The combinations observed likely emerged during evolution to preserve folding stability while allowing for CDR diversity. In this respect, the H1-13-1.1–H2-10-2.1 combination may be regarded as having the highest thermodynamic stability for sdAbs and related IGHV3 antibodies given its highest frequency. This combination achieves an exceptional packing of all three pockets, P1 by Arg-71, P2 by Phe-29 and P3 by Phe-27. Mutation of framework Arg-71 would leave the P1 cavity open and lead to H1-13-1.1–H2-10-2.1 structure destabilization. This may have required natural selection of another canonical structure, H2-10-1, to re-establish the strong packing within P1. There was probably a strong evolutionary selective pressure to retain Arg-71 and the compatible H2-10-2 canonical structure for optimal packing within P1. This is especially the case of sdAbs, where the only two known structures with H1-13-1.1 topology that do not feature Arg-71 have acquired another CDR-H2 topology, H2-10-1.1, instead of the typical H2-10-2.1. On the other hand, IGHV1 structural evolution took a different path and focused instead on the CDR-H1 position 27 where Tyr was selected. Selecting for Tyr-27 disturbs packing, minimizes the requirement for Arg-71 and acquired a preference for the matching CDR-H2 topology H2-10-1.1. Obviously, not all theoretical combinations of CDR-H1–CDR-H2 canonical sequences and topologies are energetically equally stable.
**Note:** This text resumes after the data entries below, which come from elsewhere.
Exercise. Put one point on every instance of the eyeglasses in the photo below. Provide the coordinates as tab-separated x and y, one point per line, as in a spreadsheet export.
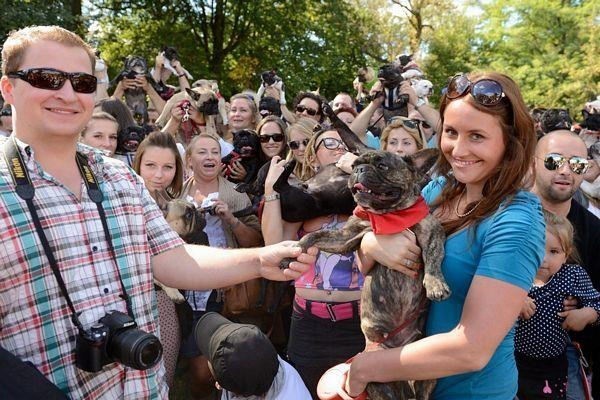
277	137
486	92
53	79
310	111
422	123
407	123
295	144
331	144
554	161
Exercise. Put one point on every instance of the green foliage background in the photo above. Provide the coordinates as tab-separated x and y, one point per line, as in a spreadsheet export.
550	47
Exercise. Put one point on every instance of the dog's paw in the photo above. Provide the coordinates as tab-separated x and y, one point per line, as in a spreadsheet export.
285	263
435	287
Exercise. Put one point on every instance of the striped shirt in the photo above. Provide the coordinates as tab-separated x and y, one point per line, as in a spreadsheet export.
35	321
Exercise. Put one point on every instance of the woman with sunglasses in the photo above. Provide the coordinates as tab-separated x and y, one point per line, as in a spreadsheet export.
402	136
495	241
298	135
271	133
325	327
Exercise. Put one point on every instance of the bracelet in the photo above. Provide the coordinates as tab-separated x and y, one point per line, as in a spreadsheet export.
272	197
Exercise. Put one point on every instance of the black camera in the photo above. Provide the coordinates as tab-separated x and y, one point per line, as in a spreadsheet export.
269	77
209	107
115	339
210	210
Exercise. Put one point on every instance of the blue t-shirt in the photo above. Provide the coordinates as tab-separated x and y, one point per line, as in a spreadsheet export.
508	246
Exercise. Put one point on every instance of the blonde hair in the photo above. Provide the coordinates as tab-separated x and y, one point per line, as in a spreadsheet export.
561	228
18	42
306	127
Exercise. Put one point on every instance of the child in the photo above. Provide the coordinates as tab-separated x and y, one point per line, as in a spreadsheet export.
541	335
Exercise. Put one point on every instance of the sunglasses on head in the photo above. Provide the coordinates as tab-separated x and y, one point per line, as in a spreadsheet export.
277	137
310	111
53	79
486	92
331	144
407	123
295	144
554	161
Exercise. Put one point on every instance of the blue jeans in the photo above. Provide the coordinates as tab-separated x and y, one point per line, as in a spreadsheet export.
575	389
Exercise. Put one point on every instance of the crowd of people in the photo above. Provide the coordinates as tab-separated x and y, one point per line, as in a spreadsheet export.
516	189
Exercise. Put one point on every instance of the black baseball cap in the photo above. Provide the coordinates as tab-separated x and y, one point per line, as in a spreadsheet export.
243	359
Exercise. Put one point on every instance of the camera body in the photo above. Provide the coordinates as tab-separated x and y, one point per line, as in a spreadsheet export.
210	210
269	77
115	338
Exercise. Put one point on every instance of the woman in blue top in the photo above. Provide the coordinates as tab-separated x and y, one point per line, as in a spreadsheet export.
495	242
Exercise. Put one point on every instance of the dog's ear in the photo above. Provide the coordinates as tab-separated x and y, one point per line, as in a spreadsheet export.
424	159
162	199
193	94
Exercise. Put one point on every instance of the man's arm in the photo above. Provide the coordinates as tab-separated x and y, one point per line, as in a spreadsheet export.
194	267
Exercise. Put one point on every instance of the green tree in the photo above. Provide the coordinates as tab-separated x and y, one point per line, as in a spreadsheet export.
549	47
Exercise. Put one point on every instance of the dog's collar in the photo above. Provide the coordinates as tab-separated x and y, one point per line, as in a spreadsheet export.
397	221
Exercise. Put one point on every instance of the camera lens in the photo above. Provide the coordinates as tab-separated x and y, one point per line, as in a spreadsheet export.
135	348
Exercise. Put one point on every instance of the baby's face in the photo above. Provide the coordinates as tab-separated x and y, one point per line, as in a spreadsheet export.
554	258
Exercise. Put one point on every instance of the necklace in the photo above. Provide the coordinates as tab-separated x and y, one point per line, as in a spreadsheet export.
458	214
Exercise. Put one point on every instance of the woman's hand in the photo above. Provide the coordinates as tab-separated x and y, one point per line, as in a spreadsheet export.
345	162
222	211
577	320
275	170
398	252
528	308
238	172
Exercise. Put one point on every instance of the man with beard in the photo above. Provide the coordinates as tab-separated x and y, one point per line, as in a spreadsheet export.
560	163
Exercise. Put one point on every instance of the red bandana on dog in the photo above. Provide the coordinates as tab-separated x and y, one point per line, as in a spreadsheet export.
397	221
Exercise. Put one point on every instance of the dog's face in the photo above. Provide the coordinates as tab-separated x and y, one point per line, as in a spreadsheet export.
170	53
246	143
423	88
205	100
382	182
136	64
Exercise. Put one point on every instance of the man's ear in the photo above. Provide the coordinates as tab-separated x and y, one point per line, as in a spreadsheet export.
6	88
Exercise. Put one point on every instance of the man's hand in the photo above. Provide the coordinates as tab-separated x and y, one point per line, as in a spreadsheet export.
271	257
577	320
528	308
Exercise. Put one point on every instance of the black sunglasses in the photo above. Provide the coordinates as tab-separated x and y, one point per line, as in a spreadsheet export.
554	161
408	124
486	92
295	144
331	144
310	111
277	137
53	79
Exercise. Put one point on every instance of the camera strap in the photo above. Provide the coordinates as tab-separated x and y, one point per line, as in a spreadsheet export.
26	190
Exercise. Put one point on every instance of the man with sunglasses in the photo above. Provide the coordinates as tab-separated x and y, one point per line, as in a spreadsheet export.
560	164
82	236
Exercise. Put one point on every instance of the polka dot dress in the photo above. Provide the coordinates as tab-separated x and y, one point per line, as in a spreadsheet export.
542	336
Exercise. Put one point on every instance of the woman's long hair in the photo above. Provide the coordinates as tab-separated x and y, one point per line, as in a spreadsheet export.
509	176
162	140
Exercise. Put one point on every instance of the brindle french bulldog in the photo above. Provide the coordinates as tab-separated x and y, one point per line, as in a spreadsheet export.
393	304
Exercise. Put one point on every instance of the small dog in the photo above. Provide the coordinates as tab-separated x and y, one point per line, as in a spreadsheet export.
189	222
246	148
393	304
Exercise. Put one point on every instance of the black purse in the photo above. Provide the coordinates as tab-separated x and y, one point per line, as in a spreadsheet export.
21	380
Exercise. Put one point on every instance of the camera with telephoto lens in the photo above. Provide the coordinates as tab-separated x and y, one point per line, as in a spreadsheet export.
115	338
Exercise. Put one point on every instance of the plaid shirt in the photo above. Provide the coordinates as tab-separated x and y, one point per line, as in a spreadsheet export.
35	321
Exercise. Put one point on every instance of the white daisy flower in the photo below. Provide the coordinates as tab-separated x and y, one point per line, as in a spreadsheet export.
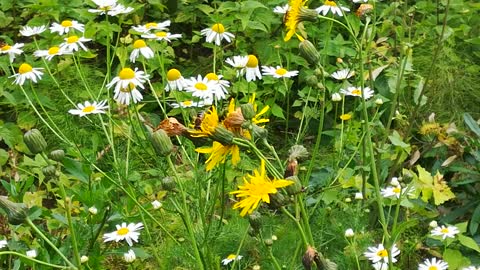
379	253
156	204
28	31
162	36
65	26
89	108
230	258
188	104
349	233
239	63
140	47
342	74
152	26
129	256
110	7
433	264
252	70
93	210
278	72
12	50
51	52
124	232
175	80
203	88
222	84
281	9
72	43
126	77
27	72
380	265
216	33
336	97
445	231
331	6
31	253
357	92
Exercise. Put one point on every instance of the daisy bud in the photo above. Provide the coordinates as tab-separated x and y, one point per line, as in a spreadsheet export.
349	233
309	52
16	212
168	183
379	101
83	259
161	142
35	141
57	155
248	111
336	97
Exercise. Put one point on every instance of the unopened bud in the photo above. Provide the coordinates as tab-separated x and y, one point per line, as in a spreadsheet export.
161	142
309	52
35	141
16	212
57	155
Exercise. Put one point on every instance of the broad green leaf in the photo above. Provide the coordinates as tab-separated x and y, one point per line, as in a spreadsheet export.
468	242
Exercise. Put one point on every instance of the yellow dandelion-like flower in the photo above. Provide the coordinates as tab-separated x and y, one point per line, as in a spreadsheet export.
257	189
292	17
219	153
209	124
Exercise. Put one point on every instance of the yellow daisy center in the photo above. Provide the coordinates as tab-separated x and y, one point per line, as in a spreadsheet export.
212	76
89	109
6	47
151	25
218	27
252	61
126	74
201	86
382	253
139	44
173	74
281	71
24	68
330	3
357	92
72	39
123	231
53	50
66	23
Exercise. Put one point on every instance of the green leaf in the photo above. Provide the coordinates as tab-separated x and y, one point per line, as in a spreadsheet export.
471	123
468	242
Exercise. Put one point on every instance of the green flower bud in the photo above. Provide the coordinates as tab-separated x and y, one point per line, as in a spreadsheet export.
161	142
309	52
35	141
57	155
16	212
248	111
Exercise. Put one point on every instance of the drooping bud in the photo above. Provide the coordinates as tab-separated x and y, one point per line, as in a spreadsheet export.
57	155
35	141
309	52
161	142
16	212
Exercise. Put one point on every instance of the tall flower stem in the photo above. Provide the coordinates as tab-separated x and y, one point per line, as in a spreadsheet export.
45	238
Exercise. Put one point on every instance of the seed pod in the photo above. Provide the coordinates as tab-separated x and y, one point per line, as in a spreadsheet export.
35	141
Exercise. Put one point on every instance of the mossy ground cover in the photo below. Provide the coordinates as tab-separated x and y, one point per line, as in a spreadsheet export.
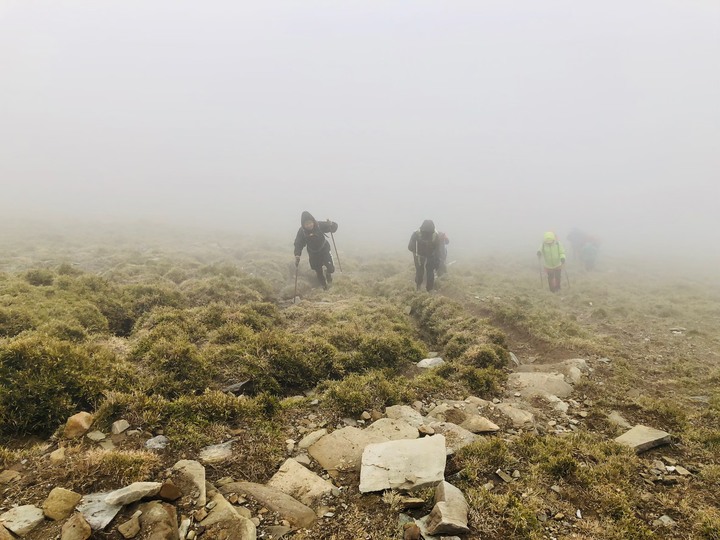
154	333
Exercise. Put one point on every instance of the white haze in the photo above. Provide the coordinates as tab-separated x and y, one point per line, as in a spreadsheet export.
498	120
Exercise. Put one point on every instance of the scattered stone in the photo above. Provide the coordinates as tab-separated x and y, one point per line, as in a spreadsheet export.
22	519
300	483
430	362
426	430
96	511
518	417
216	453
505	477
130	528
119	426
294	511
107	445
78	425
642	438
60	503
9	476
133	492
617	419
157	443
161	519
449	515
169	491
403	464
57	456
76	528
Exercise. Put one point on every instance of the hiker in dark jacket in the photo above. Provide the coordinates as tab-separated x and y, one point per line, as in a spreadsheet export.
312	234
425	244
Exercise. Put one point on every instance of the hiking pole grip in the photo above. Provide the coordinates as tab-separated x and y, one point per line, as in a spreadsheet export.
332	236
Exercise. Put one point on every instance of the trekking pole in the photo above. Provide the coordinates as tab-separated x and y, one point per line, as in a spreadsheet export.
296	271
336	254
540	268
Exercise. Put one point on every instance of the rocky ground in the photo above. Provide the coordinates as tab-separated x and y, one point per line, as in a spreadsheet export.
605	424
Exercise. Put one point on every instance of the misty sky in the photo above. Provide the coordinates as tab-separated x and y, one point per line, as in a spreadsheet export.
497	119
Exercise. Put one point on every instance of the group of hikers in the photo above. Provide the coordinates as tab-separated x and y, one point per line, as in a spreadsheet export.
429	249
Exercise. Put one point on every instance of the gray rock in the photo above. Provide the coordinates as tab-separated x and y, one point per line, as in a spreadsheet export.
22	519
342	450
289	508
430	362
403	464
642	438
449	515
300	483
119	426
392	429
157	443
60	503
132	493
96	511
76	528
78	425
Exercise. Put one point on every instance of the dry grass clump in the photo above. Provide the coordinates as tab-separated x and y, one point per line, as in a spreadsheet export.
97	470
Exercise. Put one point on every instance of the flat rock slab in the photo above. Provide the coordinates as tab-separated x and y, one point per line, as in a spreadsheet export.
341	450
538	383
189	477
403	464
300	483
133	492
392	429
455	436
289	508
642	438
96	511
405	413
22	519
519	417
479	424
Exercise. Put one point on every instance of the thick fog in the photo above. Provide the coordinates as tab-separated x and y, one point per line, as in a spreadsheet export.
498	120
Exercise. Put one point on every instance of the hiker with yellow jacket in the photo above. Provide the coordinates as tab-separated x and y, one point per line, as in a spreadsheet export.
553	258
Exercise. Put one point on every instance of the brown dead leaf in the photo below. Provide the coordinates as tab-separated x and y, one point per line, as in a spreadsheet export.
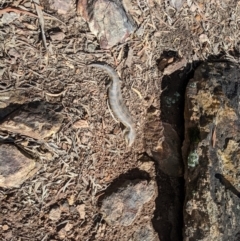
5	227
55	214
71	200
81	211
80	124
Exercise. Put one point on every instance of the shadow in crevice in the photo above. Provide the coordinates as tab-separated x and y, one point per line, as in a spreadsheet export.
134	174
168	216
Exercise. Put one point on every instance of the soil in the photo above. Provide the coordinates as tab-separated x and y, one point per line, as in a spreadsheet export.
86	161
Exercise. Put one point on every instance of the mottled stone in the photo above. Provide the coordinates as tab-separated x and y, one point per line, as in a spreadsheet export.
124	205
37	120
107	20
62	6
211	153
145	233
168	152
15	167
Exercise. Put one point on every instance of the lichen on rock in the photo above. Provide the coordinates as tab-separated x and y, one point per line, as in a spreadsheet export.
211	153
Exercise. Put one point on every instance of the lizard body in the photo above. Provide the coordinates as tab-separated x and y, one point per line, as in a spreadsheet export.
117	104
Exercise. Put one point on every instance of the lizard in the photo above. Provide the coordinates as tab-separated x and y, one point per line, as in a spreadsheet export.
117	104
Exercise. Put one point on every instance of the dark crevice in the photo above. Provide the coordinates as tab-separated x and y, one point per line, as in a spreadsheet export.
168	216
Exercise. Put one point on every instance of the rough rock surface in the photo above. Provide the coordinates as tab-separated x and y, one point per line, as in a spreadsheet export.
37	120
211	153
15	167
124	205
107	20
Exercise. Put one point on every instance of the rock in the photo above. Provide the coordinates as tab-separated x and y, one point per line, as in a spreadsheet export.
124	205
168	152
145	233
211	153
62	6
15	167
37	120
107	20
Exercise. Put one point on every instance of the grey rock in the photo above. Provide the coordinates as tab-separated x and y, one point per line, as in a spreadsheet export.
211	153
123	206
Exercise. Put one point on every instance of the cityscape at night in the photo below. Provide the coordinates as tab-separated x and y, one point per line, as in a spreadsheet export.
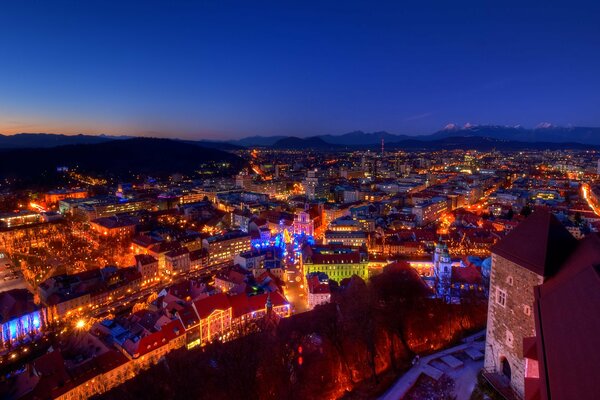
299	200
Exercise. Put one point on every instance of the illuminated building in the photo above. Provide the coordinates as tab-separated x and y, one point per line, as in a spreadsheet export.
352	239
177	261
19	316
147	266
21	218
318	289
54	196
337	262
223	248
119	227
430	211
304	224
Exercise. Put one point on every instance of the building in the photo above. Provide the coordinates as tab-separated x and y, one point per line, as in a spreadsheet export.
148	267
54	196
336	261
177	261
314	186
223	248
118	227
69	295
430	210
21	218
318	289
561	360
350	238
521	261
304	224
20	317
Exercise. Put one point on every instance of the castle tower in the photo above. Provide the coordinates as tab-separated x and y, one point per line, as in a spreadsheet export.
442	269
524	259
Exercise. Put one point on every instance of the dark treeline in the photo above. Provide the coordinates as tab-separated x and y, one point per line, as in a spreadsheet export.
368	330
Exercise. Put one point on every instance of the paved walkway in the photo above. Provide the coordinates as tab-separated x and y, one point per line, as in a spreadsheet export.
407	381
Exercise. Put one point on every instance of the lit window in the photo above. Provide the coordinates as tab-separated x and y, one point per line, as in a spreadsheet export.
501	297
509	338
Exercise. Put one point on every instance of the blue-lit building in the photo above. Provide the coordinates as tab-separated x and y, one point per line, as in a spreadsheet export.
19	316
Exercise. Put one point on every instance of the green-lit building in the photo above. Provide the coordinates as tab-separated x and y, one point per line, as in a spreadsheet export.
337	262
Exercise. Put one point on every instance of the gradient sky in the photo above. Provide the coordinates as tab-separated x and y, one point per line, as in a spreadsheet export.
224	69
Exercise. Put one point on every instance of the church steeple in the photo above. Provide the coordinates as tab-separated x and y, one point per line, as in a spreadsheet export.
269	305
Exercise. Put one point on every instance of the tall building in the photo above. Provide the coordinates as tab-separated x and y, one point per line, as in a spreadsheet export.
442	270
524	259
314	186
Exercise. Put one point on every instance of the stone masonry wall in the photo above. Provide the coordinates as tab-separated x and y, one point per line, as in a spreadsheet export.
508	325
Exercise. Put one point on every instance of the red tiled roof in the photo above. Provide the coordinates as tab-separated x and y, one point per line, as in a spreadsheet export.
173	329
539	244
149	343
468	274
568	327
348	258
208	305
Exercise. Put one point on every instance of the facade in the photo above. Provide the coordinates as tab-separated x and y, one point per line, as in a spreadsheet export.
337	262
177	261
346	238
521	261
148	267
430	210
318	289
223	248
119	227
20	317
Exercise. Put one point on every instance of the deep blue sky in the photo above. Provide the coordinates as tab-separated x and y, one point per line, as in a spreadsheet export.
225	69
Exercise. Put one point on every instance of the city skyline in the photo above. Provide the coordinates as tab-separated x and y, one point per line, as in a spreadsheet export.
216	71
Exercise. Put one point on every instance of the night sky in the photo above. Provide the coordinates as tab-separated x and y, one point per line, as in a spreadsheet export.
226	69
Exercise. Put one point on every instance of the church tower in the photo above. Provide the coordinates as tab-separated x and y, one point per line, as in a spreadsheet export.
442	269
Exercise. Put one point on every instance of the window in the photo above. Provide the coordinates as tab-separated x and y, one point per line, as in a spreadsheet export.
509	338
501	297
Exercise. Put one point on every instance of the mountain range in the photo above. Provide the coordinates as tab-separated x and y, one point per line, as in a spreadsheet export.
481	135
121	159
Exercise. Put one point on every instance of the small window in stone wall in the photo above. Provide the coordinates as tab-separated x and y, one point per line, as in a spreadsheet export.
501	297
509	338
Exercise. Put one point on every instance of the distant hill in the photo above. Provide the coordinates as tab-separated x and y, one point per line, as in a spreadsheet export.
295	143
482	144
542	133
416	143
360	138
260	141
117	158
37	140
211	144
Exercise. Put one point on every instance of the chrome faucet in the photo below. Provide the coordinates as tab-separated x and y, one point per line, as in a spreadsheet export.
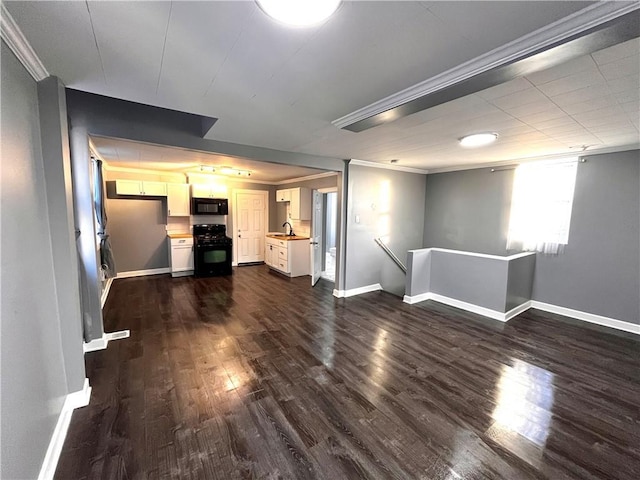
290	229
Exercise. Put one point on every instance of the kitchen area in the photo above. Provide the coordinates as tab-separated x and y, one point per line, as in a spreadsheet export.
191	223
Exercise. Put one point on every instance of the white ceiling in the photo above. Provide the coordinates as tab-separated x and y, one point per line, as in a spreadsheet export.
277	87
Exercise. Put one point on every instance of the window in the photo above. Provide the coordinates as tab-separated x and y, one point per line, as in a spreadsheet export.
541	206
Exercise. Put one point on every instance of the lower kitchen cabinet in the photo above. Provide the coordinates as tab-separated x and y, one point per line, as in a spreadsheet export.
291	257
181	253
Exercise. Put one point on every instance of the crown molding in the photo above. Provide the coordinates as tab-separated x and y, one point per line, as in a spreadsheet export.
19	45
514	162
547	36
306	178
400	168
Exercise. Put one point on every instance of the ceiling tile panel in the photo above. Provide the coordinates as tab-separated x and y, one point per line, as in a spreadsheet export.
572	82
630	48
572	67
132	58
530	95
621	68
199	39
69	52
507	88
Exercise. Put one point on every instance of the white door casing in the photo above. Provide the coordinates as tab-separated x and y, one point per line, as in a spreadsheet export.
250	214
316	237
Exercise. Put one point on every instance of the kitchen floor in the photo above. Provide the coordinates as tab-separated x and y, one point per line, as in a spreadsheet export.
257	375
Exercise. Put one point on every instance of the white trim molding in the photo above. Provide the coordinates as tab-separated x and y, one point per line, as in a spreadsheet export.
105	292
20	46
545	307
306	178
72	401
474	254
102	342
547	36
422	297
144	273
587	317
387	166
357	291
469	307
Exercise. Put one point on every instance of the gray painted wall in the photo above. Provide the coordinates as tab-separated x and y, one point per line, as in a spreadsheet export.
418	272
599	271
57	172
476	280
520	281
32	378
468	210
395	213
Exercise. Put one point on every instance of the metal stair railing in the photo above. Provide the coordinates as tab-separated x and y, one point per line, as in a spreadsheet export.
391	254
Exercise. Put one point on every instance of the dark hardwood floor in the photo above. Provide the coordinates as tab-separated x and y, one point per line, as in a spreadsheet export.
260	376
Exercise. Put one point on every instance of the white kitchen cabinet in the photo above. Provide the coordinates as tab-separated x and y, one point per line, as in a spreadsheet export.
300	202
178	200
203	190
181	256
283	195
141	187
291	257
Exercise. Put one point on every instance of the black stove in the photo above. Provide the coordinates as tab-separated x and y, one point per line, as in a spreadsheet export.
212	250
214	234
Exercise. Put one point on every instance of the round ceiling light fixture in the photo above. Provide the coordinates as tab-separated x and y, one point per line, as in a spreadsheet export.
478	139
299	13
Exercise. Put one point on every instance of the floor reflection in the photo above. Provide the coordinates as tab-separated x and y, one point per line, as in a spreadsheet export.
327	341
524	401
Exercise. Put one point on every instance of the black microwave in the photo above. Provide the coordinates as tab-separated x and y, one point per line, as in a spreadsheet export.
209	206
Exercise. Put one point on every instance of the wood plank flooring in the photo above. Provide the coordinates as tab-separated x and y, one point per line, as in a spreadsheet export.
261	376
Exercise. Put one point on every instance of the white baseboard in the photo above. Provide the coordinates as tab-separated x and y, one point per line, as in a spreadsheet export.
102	342
357	291
72	401
505	317
183	273
144	273
416	298
105	292
514	312
470	307
587	317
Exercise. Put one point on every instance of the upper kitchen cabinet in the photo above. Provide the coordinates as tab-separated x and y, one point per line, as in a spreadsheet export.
140	187
208	191
283	195
178	200
300	202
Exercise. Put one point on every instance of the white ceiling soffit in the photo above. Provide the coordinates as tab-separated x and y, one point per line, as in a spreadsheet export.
587	31
126	155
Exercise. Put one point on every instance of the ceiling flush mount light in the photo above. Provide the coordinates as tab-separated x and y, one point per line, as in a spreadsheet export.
299	13
235	171
478	139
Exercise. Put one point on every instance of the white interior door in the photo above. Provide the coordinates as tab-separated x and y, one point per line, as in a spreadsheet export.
250	208
316	237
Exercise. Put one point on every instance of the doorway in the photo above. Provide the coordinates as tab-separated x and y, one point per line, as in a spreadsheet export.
324	234
250	214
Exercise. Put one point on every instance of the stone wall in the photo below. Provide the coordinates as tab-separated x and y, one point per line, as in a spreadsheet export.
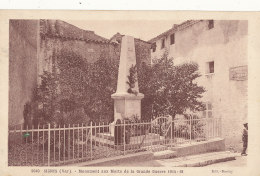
22	66
226	45
32	45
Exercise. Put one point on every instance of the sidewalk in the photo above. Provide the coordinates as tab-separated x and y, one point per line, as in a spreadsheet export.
207	159
199	160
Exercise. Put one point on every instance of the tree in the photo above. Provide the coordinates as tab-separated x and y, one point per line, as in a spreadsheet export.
170	89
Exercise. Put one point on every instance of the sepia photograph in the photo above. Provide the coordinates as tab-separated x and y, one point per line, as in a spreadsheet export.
128	93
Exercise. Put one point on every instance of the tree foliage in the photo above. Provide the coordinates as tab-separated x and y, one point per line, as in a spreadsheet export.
76	91
170	89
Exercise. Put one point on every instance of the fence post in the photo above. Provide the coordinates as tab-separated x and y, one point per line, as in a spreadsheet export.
220	127
190	127
151	133
91	140
124	137
49	143
171	130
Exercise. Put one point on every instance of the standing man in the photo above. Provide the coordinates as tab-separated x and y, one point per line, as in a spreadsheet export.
245	139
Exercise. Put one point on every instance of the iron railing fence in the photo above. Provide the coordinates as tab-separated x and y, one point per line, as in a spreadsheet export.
52	146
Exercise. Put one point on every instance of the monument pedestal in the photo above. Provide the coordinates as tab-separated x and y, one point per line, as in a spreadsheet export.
126	103
126	106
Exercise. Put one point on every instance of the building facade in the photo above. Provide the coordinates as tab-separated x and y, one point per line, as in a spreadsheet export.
34	43
220	49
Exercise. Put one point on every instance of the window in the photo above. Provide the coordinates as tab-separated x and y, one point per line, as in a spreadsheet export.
208	113
154	47
163	43
172	39
210	67
211	24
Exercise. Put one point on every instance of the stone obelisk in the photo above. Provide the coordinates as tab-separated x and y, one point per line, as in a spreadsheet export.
126	104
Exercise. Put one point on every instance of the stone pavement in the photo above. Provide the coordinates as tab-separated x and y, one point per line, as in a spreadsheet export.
199	160
206	159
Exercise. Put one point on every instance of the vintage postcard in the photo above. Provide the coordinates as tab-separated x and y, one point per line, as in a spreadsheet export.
129	93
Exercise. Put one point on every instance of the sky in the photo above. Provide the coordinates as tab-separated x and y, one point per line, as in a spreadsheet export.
142	29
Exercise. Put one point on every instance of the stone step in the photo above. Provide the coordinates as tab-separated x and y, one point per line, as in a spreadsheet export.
164	154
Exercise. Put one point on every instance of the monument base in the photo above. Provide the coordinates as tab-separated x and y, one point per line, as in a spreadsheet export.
126	106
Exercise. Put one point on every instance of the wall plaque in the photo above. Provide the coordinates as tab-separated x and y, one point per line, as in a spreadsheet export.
238	73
In extreme cases, some CDR topologies, if combined, would likely lead to steric conflicts. For instance, positions 32 and 52A would clash in the CDR-H1–CDR-H2 pair H1-13-5.1–H2-10-2.1. To relieve the steric conflict, CDR-H1 topology H1-13-5.1 evolved towards complementarity with the CDR-H2 topology H2-10-1.1, another pair that affords a stable fold by avoiding leaving pockets P1 and P2 empty. The natural evolution of specific pairings between CDR-H1 and CDR-H2 canonical topologies can thus be mirrored by the game of musical chairs, where CDR-H1, CDR-H2 and FR complement each other to solve the packing problem.
sdAb CDR-H1–CDR-H2 Paratopes Are More Variable Than Those of Conventional IGHV3 or IGHV1 mAbs
Previous studies tend to have suggested that sdAbs display higher structural variability in their paratope in comparison to conventional mAbs (4, 7, 43). From an evolutionary perspective, it would make intuitive sense that sdAbs would require higher diversity, to offset for the lack of the light chain present in conventional mAbs. It has been shown that one mechanism that sdAbs employ to gain diversity is from having longer hypervariable CDR-H3 loops. Our study illustrates some other mechanisms employed to gain diversity, most particularly arising from the CDR-H1 and CDR-H2 canonical loops. The results support the notion that conventional mAbs display a limited diversity in canonical structures and most particularly in their CDR-H1 loop (Table 1; Supplementary Tables 1, 2; Figure 3; Supplementary Figures 2, 3). On the other hand, CDR-H2 diversity stays more-or-less conserved from sdAbs to related IGHV3 mAbs, while IGHV1 mAbs show less diversity.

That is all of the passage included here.